On a Sunday, we found the place packed with large family groups who looked as though they'd come straight from church. Kids, grandparents, moms, dads, cousins, friends and an assortment of others pushed tables together to make room for everyone. Somehow, the groups all seemed to know one another, lending a true neighborhood feel to the experience.
Some ordered off the menu: steaming bowls of posole ($2.95 for small, $6.50 for large), red menudo ($2.95 and $5.50) or albóndigas ($2.95 and $5.95), generous portions of guacamole ($3.99) and any number of combo plates (most $7.95 or less). Children dug into humongous bean burritos with french fries ($3.95), just one of several dishes on the kids' menu.
Still others opted for the Sunday buffet ($7.99), which runs from 11 a.m. to 3 p.m. It seems to be quite popular; it starts with a mixed lettuce salad where you pour dressing from a bottle. This is followed by man-sized tamales elote, savory barbacoa, chiles relleno with oodles of gooey white cheese, crispy mini-chimichangas filled with shredded beef and potatoes, a chicken dish with no name and, of course, refried beans and rice.

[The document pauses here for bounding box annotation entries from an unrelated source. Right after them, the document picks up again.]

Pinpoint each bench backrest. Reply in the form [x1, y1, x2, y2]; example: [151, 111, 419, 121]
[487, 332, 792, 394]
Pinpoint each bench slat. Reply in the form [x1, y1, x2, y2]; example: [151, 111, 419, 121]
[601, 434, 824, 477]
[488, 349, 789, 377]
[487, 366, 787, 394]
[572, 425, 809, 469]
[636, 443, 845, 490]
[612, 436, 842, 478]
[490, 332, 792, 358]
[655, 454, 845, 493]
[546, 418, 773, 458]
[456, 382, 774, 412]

The chicken is a thick breast wrapped around thin slices of ham and topped with a Veracruz-style sauce loaded with plenty of tomatoes, chiles and onions. No one really knew what to call it, but that really didn't matter, because it was tasty and different.
Seafood is a specialty here, with wonderful little shrimp tacos ($2.50 each) in a choice of corn or flour tortillas as a prime example. The crispy batter allows the sweetness of the shrimp to shine through; a drizzle of crema and a handful of lettuce round out the tacos.
Breakfast is a big part the picture. The breakfast-burrito special ($2.99) can be filled with your choice of machaca; chorizo; potato and eggs; ham, potato and eggs; and ham and eggs—or good-old refried beans. Any way you go, it's more than satisfying. And even though the special is only served until 10:30 a.m., we have a hunch that if you had a hankering for a breakfast burro at, say, 3 in the afternoon, it wouldn't be a problem.
Another good choice is the huevos rancheros ($5.99). Served in a crispy corn tortilla cup, the dish is visually appealing; your taste buds won't be disappointed, either. The eggs blend nicely with the chunky salsa (beans are served on the side instead of with the eggs), creating a most pleasant start to the day. Fluffy Spanish rice accompanies the dish.
The house salsa has quite a kick, which adds another flavor level to each and every plate.
There are two traditional desserts (flan and arroz con leche) and a house specialty, choco flan. That sweet concoction consists of a huge slice of dark, moist chocolate cake topped with a thick creamy flan, sans the burnt sugar sauce. Topped with a healthy dose of whipped cream, this is a most delightful creation. All desserts are $3.50.
The folks at Perfecto's have a lot to live up to, considering the competition that runs up and down the street. But this tiny David seems to be holding its own against its Goliath neighbors, thanks to hearty, home-style, reasonably priced food and sincere hospitality.